Разрыв-трава. Не поле перейти — страница 9 из 52

Оказалось: партизаны обстреляли казачьи дозоры, и это спасло ее от глумления, жить после которого – нельзя.

В тот же день она поскакала на заимку. Все рассказала Семену. Лицо у мужика побелело, на висках набрякли темной кровью жилы. Видела все это, но оплеванная душа стонала и корчилась, потому не сдержалась от попреков: «Что вы за мужики! Ваших баб поганые руки щупают, а вы… Будь я на твоем месте…»

Не обронив ни слова, Семен достал припрятанную берданку, шагнул за порог. Больше она его не видела.

Получив горькую весть, Фетинья не заголосила с прохватывающим душу подвывом, как это умеют семейские бабы, даже не заплакала, остолбенев, сидела на лавке, шептала: «Это я… я его убила. Гордыня проклятая…»

Тяжка не та вина, которую возложили на тебя люди, а та, которую взял на себя сам.

Фетинья часто становилась на колени перед божницей…

Горе, даже самое большое, со временем проходит, но не всякое бесследно. Иное пропашет в душе такую борозду – жизни не хватит заровнять ее. В глаза Фетиньи, когда-то быстрые, дерзкие, залегла глубина – заглянуть боязно.

Хозяйство у Фетиньи было справное, сама она еще молодая, из себя видная. По первости многие к ней присватывались. Но посмотрит она на новоявленного жениха долгим взглядом – у того душа в комок сожмется и заранее припасенные слова утекут куда-то, будто просо из дырявого мешка.

Трудилась Фетинья рук не покладая, хотелось сыну передать хозяйство непорушенным, обездолить парня – принять еще один грех на душу.

В колхоз идти она никак не хотела. Другую за такое упорство живо бы распотрошили. Ее не трогали. Из-за Семена. Может быть, так бы и жила единоличницей, но Илька начал наседать, хуже всяких сельсоветчиков. «Мы не в поле обсевок, чтобы жить так». Уступила. И зря…

Сын вырос без отцовской твердой руки, и она ему потакает – что выйдет-то? Своевольство для неокрепшего ума – отрава.

Поздновато спохватилась. Сын связался с горластой комсомолией. Для этих разудалых недоумков все трын-трава, Бога не знают, черта не боятся, табачище жгут наравне с последними поганцами.

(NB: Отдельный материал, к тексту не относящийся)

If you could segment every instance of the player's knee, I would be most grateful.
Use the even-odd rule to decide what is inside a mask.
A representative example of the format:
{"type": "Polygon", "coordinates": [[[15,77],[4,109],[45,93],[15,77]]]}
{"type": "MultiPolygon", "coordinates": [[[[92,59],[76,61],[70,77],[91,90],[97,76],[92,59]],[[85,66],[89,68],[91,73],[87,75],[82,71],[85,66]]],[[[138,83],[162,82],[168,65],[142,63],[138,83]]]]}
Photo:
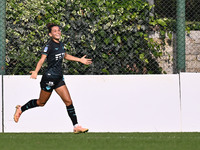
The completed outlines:
{"type": "Polygon", "coordinates": [[[69,99],[69,100],[65,100],[65,105],[66,106],[70,106],[72,104],[72,100],[69,99]]]}

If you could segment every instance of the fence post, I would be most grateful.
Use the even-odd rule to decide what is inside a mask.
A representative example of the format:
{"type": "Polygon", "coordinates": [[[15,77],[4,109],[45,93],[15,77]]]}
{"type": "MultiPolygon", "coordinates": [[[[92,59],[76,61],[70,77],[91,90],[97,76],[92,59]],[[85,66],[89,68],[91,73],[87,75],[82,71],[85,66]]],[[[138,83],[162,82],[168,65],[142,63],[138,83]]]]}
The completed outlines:
{"type": "Polygon", "coordinates": [[[0,0],[0,74],[5,73],[6,0],[0,0]]]}
{"type": "Polygon", "coordinates": [[[6,53],[6,0],[0,0],[0,75],[2,97],[2,132],[4,132],[4,108],[3,108],[3,75],[5,74],[5,53],[6,53]]]}
{"type": "Polygon", "coordinates": [[[177,72],[185,72],[185,0],[177,0],[176,12],[177,72]]]}

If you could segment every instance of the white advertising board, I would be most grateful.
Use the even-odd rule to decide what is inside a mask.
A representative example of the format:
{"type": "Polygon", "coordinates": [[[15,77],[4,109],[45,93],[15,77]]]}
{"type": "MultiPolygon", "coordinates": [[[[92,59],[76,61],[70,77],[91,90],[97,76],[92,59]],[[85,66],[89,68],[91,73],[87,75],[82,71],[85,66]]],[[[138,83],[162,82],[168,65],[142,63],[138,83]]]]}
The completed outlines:
{"type": "MultiPolygon", "coordinates": [[[[5,76],[5,132],[72,132],[60,97],[13,121],[15,106],[37,99],[40,79],[5,76]]],[[[65,76],[79,124],[90,132],[181,131],[178,75],[65,76]]]]}
{"type": "Polygon", "coordinates": [[[2,115],[3,115],[3,112],[2,112],[2,75],[0,75],[0,133],[3,131],[2,129],[2,123],[3,123],[3,120],[2,120],[2,115]]]}

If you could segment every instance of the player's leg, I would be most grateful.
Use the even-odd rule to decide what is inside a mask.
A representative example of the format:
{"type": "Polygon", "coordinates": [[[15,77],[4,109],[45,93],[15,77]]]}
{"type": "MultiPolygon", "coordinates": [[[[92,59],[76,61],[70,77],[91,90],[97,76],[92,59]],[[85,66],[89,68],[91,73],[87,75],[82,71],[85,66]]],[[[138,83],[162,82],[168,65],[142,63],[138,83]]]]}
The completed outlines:
{"type": "Polygon", "coordinates": [[[69,91],[67,89],[67,86],[62,85],[62,86],[56,88],[55,91],[61,97],[61,99],[63,100],[63,102],[66,105],[68,115],[69,115],[69,117],[72,121],[72,124],[74,125],[74,133],[85,133],[85,132],[87,132],[88,129],[82,128],[80,125],[78,125],[76,112],[75,112],[75,109],[74,109],[74,106],[73,106],[71,96],[70,96],[69,91]]]}
{"type": "Polygon", "coordinates": [[[51,96],[52,92],[47,92],[44,90],[41,90],[39,99],[32,99],[23,106],[17,105],[16,111],[14,114],[14,121],[17,123],[19,120],[19,117],[21,114],[31,108],[38,107],[38,106],[44,106],[46,102],[48,101],[49,97],[51,96]]]}

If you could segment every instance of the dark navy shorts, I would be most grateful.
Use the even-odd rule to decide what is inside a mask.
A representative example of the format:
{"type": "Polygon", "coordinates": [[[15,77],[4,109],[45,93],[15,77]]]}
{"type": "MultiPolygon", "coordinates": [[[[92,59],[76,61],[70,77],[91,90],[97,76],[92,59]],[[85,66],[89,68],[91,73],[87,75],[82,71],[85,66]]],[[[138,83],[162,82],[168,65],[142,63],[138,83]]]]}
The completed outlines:
{"type": "Polygon", "coordinates": [[[47,92],[52,92],[53,89],[57,89],[63,85],[65,85],[65,81],[63,77],[57,78],[57,79],[51,79],[51,78],[45,78],[43,76],[40,82],[41,89],[47,92]]]}

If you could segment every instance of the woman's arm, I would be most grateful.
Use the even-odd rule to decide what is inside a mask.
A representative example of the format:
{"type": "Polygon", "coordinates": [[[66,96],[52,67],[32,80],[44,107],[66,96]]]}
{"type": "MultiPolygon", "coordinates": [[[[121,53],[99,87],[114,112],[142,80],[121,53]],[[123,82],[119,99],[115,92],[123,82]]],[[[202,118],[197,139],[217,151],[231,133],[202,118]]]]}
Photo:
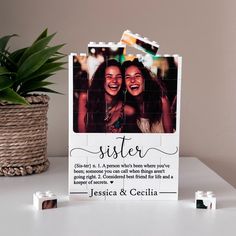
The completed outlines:
{"type": "Polygon", "coordinates": [[[78,128],[80,133],[86,133],[86,114],[87,114],[87,93],[82,92],[79,94],[78,102],[78,128]]]}
{"type": "Polygon", "coordinates": [[[165,130],[165,133],[172,133],[173,132],[173,124],[171,119],[171,112],[170,112],[170,103],[166,96],[161,98],[162,102],[162,123],[165,130]]]}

Задумав ехать на курсы трактористов, сын совета у нее не спросил, знал, стервец, что мать такого дела не одобрит. О том, что едет, от людей узнала. Хотела палкой вразумить. Всего один раз и стукнула. Сын палку отобрал, выбросил, почесывая ушибленное место, засмеялся. От обиды у нее захолонуло сердце.

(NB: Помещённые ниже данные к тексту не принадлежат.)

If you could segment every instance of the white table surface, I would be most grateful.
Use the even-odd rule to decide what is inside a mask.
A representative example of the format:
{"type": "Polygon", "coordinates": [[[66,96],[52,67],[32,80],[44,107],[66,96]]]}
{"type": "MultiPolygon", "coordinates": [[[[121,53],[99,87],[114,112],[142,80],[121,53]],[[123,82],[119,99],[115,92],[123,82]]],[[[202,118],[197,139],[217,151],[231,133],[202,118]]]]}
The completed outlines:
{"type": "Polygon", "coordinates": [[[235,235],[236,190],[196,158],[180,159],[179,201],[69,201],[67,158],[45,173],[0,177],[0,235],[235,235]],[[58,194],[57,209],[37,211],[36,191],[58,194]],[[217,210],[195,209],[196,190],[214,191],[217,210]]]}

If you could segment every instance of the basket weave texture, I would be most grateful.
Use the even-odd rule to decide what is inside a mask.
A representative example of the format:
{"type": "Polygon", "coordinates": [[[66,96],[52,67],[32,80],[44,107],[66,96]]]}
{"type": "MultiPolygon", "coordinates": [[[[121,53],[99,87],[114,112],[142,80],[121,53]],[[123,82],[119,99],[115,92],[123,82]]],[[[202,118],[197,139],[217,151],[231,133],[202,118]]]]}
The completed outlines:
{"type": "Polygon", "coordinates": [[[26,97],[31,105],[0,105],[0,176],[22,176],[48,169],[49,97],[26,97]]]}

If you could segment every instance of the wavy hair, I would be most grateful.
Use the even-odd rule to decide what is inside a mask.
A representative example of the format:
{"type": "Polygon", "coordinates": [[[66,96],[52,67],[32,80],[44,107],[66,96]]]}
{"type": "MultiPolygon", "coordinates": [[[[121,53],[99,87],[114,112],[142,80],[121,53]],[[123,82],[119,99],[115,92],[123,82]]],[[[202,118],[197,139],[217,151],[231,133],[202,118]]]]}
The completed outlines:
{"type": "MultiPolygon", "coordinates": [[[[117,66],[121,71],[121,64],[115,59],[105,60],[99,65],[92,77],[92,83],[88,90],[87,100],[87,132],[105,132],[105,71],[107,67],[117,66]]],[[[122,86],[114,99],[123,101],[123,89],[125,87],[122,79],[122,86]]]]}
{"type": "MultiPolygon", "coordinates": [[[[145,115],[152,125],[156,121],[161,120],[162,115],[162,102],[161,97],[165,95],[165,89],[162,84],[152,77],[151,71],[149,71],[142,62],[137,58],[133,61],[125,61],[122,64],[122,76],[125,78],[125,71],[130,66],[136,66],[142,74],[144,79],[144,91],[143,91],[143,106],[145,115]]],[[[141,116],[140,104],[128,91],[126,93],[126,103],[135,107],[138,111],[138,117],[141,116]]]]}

– Плакать надо, а ты, малоумный, зубоскальничаешь.

– Не больно же, что плакать буду?..

Как ни ругалась, уехал.

Бабы, слышала, толковали: увивается ее Илька за одной из Балаболкиных близняшек, то ли за Марьей, то ли за Дарьей, оттого, дескать, и поехал. Бабы, известно, увидят все, даже то, чего никогда и не было. Опять же Илька, хотя и взбалмошный, черту, что лежит между семейскими и всеми другими, переступить не насмелится. А все ж таки… все ж таки женить надо идола, пока не натворил чего-нибудь. Пойдут дети, прибавится забот, и дурь с него слетит, как с линялого кобеля шерсть.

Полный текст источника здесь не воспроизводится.